Ning Weidong tersenyum dan menyapa, “Bibi Wang, sedang cuci pakaian ya~” Wanita itu adalah ibu Wang Kai, mertua Shi Xiaonan.
Begitu melihat Ning Weidong, Bibi Wang buru-buru meletakkan pakaian basah, mengibaskan tangan dan menghampiri, “Weidong, Bibi mau tanya sesuatu.” Ning Weidong sudah bisa menebak, pasti tentang kejadian tadi malam. Ia tidak tahu apa yang diceritakan Wang Kai dan Shi Xiaonan di rumah.
Menurut ingatan pemilik tubuh ini, Bibi Wang orang yang baik, suka membantu siapa saja di lingkungan ini. Orang seperti itu sebaiknya jangan dimusuhi, sebab punya banyak teman, dan jika sampai bertengkar, opini masyarakat pasti tidak memihak.
Ning Weidong juga tidak pura-pura bodoh, ia tersenyum, “Bibi mau tanya soal kaki Kak Shi yang keseleo semalam, kan?” Bibi Wang mengangguk cepat, menurunkan suara, “Coba ceritakan, bagaimana sebenarnya?”
Tadi malam, Shi Xiaonan dan Wang Kai pulang dengan wajah masam, tak bicara satu sama lain. Bibi Wang juga tak berani banyak bertanya, menunggu sampai tengah malam, malah terdengar anak dan menantunya bertengkar.
Shi Xiaonan tipe orang yang menjaga harga diri, tak mau jadi bahan gunjingan tetangga, jadi bertengkar pun suaranya ditahan. Wang Kai juga demikian.
Bibi Wang menempelkan telinga ke dinding, mendengarkan lama tapi tetap tidak paham, hanya sempat mendengar nama Ning Weidong.
Ning Weidong pun menceritakan bagaimana ia bertemu Shi Xiaonan yang cedera, lalu memboncengnya pulang naik sepeda. Setelah selesai, ia menepuk paha, “Bibi Wang, begitulah ceritanya. Saya pikir, kita semua tetangga, tapi siapa sangka… Coba Bibi bilang, harus mengadu ke mana?”
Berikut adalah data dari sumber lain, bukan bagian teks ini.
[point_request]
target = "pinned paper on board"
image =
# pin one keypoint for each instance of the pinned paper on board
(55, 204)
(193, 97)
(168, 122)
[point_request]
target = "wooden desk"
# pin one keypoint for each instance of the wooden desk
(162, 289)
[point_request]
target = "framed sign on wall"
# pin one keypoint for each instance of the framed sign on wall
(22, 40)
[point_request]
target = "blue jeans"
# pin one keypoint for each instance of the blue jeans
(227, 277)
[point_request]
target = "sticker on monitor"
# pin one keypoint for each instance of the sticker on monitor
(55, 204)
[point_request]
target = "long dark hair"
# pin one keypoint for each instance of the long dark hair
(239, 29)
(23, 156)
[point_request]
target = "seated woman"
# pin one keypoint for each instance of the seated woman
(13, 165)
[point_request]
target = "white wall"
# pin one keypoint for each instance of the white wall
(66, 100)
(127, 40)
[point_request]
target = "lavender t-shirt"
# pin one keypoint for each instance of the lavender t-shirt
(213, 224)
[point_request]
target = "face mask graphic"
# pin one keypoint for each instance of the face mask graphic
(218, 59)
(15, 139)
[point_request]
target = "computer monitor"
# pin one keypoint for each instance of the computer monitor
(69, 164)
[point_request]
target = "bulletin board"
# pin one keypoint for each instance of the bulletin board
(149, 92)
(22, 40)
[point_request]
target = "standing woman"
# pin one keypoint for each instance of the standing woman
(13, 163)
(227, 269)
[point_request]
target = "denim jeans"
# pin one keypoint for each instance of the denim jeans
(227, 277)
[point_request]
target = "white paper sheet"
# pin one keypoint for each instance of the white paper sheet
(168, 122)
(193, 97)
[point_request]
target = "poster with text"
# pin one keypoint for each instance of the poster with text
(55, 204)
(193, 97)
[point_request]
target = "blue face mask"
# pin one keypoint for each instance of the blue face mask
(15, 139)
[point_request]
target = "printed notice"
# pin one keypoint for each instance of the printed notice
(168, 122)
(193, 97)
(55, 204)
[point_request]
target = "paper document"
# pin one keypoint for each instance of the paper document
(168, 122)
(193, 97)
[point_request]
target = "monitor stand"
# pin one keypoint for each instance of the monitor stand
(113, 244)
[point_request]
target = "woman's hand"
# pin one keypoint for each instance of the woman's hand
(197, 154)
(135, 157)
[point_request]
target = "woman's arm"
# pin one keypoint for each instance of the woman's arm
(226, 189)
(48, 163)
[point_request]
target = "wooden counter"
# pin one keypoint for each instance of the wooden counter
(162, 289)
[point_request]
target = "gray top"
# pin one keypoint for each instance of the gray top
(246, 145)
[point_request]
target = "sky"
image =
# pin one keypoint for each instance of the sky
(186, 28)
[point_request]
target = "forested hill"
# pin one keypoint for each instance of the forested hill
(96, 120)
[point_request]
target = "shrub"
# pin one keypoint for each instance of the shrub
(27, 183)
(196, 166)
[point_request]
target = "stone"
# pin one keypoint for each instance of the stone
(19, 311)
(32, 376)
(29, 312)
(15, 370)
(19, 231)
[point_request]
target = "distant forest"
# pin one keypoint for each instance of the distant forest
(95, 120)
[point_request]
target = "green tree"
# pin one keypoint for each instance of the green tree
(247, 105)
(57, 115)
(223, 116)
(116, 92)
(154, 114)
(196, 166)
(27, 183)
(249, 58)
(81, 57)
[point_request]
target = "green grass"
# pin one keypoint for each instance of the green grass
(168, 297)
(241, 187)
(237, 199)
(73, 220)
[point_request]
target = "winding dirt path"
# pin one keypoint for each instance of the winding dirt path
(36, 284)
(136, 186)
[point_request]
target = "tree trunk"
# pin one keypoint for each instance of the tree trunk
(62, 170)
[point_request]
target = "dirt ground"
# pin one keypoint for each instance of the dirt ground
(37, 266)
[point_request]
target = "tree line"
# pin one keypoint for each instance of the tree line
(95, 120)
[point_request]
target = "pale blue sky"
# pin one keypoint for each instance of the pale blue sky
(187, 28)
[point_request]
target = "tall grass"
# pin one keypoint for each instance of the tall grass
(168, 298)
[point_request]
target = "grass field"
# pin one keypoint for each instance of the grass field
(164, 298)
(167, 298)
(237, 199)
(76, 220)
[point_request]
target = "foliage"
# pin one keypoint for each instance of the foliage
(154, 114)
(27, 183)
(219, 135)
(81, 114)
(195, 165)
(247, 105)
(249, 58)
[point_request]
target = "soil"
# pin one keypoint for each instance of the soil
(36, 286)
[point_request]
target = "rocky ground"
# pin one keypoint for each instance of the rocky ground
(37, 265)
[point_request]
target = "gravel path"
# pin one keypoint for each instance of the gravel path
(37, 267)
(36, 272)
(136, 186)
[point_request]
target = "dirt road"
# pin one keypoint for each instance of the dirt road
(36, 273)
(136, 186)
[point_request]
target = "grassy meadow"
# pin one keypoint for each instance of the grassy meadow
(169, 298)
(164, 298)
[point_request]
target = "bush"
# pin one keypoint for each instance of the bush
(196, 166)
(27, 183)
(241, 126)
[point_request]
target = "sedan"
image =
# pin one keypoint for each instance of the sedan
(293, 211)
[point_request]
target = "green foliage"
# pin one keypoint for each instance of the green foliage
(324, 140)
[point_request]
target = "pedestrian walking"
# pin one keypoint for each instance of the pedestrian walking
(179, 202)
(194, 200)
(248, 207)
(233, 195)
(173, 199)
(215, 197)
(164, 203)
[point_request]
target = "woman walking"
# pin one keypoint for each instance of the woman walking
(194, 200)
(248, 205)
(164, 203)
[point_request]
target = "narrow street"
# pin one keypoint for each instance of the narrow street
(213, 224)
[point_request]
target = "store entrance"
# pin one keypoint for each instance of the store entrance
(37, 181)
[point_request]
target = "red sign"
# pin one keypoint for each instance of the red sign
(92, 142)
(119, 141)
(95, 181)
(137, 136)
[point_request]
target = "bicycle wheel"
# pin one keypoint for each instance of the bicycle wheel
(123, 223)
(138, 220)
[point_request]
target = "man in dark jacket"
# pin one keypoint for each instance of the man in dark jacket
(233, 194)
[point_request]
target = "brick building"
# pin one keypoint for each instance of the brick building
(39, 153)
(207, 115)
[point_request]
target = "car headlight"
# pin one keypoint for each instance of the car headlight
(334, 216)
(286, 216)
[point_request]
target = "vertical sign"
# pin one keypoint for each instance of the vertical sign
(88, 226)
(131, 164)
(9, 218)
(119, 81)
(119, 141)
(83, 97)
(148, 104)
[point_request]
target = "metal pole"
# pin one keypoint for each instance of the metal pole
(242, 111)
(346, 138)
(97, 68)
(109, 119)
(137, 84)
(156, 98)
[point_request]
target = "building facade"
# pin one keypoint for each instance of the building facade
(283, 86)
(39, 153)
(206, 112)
Bibi Wang baru paham, buru-buru meminta maaf, “Aduh, kakakmu Wang itu memang keras kepala, Bibi mewakili dia minta maaf padamu…” Ia berceloteh panjang, lalu berpesan, “Weidong, sebaiknya jangan ceritakan ini pada siapa-siapa.”
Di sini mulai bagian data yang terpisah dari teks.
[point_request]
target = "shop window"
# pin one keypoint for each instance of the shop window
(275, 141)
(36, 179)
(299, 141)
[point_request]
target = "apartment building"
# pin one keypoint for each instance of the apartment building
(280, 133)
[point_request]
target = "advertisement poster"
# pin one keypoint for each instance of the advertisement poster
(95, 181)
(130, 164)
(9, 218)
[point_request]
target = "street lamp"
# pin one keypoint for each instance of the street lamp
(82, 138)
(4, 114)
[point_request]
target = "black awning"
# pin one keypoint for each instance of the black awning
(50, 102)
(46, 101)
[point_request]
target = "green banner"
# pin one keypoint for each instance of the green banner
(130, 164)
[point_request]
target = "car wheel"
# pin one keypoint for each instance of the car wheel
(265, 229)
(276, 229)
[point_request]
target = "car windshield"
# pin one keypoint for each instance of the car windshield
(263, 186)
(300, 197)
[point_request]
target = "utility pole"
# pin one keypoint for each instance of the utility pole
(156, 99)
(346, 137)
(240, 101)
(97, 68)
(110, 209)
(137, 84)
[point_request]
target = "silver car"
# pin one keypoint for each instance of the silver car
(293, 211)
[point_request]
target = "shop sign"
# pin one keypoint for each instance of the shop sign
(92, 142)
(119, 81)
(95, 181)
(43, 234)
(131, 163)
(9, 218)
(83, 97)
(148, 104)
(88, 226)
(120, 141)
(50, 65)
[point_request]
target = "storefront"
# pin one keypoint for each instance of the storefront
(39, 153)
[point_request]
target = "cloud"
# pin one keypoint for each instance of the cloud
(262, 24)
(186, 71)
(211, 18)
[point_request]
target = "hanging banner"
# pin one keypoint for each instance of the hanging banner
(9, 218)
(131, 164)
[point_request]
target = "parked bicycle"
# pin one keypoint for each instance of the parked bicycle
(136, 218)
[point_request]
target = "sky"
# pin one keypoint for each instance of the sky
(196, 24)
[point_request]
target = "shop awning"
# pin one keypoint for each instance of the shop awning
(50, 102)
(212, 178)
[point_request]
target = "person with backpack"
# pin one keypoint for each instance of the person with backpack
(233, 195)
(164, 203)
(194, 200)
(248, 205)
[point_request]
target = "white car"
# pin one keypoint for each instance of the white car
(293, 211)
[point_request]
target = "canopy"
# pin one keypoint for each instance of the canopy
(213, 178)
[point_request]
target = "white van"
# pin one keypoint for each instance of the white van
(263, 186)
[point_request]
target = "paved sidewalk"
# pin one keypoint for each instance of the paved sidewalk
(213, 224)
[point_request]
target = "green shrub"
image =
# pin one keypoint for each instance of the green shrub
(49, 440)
Ning Weidong mengerti kekhawatiran Bibi Wang, hal seperti ini memang mudah jadi bahan omongan. Bagaimanapun, Shi Xiaonan itu menantunya, kalau sampai gosip tersebar, anak lelakinya yang bakal malu.
Selesai berpesan, Bibi Wang masih merasa kurang lega, berkata agar Ning Weidong menunggu, lalu masuk ke rumah. Tak lama keluar lagi, membawa sekotak rokok dan menyerahkannya pada Ning Weidong. “Bibi terima kasih padamu.”
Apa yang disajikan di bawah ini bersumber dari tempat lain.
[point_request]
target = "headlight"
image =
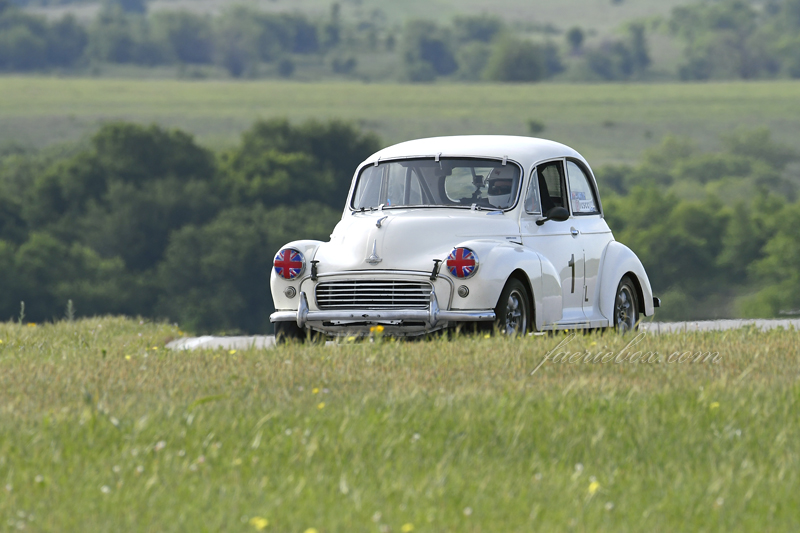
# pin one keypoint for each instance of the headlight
(289, 263)
(462, 263)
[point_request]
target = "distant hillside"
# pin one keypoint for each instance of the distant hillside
(600, 15)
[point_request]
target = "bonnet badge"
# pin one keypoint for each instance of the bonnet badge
(374, 258)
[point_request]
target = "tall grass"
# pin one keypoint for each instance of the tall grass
(101, 428)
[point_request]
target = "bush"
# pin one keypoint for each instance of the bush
(515, 60)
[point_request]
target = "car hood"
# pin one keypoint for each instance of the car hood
(407, 239)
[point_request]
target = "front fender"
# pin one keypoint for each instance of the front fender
(277, 284)
(497, 262)
(619, 260)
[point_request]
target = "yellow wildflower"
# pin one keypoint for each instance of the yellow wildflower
(259, 523)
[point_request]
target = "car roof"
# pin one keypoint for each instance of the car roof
(525, 150)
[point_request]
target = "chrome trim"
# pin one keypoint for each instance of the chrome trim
(371, 293)
(349, 274)
(433, 316)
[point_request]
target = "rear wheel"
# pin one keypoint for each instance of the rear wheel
(289, 331)
(626, 307)
(513, 309)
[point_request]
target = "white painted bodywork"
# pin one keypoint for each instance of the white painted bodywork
(509, 242)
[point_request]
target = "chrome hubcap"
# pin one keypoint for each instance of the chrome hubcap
(516, 314)
(626, 315)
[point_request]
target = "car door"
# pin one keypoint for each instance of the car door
(593, 234)
(558, 242)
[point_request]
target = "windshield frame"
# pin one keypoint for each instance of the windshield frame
(503, 160)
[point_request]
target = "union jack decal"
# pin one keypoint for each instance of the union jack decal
(462, 262)
(288, 263)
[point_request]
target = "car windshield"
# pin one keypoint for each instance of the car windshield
(484, 183)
Ning Weidong melihat, itu merek Da Qianmen, tiga puluh sen per bungkus, cukup layak. Ia tersenyum, “Tenang saja, Bibi, saya tahu bagaimana harus bersikap. Saya masuk dulu.”
Setelah dapat jaminan, Bibi Wang sedikit lega, namun saat melihat Ning Weidong masuk ke halaman dalam, wajahnya justru berubah muram. Dalam hati ia merasa, anak keduanya dan Shi Xiaonan sepertinya benar-benar sudah di ujung jalan.